CSW Industrials reported a robust fourth quarter of 2025, bolstered by its Contractor Solutions segment, with revenue growth of 10.4% over the last twelve months and a healthy gross margin of 44.9%. Despite this, the quarter was not without its difficulties. The company faced uncertainties related to tariff-related cost pressures, particularly from China and Vietnam, which are anticipated to impact margins. The adjustment of the EBITDA forecast for Contractor Solutions to the low-30% range, compared to 33.3% in the fiscal year 2025, reflects these challenges. InvestingPro analysis reveals the company maintains strong financial health with more cash than debt on its balance sheet.
The recent acquisition of Aspen by CSW Industrials has not yet contributed to margin growth for the consolidated business. However, management has indicated a clear trajectory toward margin accretion in the near term, which Kaplowitz views as a positive sign for the company’s future profitability. In response to the tariff-related headwinds, management has emphasized their commitment to maintaining margin dollars through strategic pricing actions, a move that Kaplowitz regards as a wise strategy.
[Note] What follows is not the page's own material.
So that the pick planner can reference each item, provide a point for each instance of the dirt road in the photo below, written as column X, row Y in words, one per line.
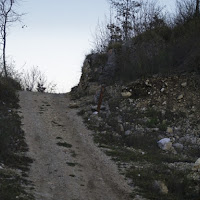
column 67, row 164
CSW Industrials has established itself as a quality operator known for its ability to grow niche platforms and allocate capital effectively. Despite the current obstacles, Kaplowitz acknowledges the company’s disciplined approach to capital allocation and its reputation as a long-term compounder. The stock has experienced a significant decline of 8.8% over the past week, though InvestingPro analysis indicates the company maintains strong fundamentals with excellent cash flow coverage of interest payments. However, he believes that the current stock valuation already incorporates much of CSW Industrials’ long-term potential, aligning with InvestingPro’s Fair Value assessment which suggests the stock is currently overvalued.
In other recent news, CSW Industrials Inc . reported its fourth-quarter fiscal year 2025 earnings with an adjusted earnings per share (EPS) of $2.24, aligning with analyst expectations. The company achieved a revenue of $231 million, slightly under the forecast of $233.24 million, marking a 9% year-over-year increase. The acquisition of Aspen Manufacturing is expected to contribute to future revenue growth, with the company projecting high single to low double-digit revenue growth from this acquisition. Analysts noted that CSW Industrials anticipates mid to high single-digit growth in its Contractor Solutions segment. The company continues to focus on strategic initiatives to expand its product offerings, particularly in the HVACR sector, through acquisitions like Aspen Manufacturing. Additionally, CSW Industrials plans to transition to the New York Stock Exchange, which is seen as a strategic move to enhance shareholder value and liquidity. The company remains vigilant about potential tariff impacts on its Contractor Solutions segment and has implemented pricing strategies to mitigate these effects.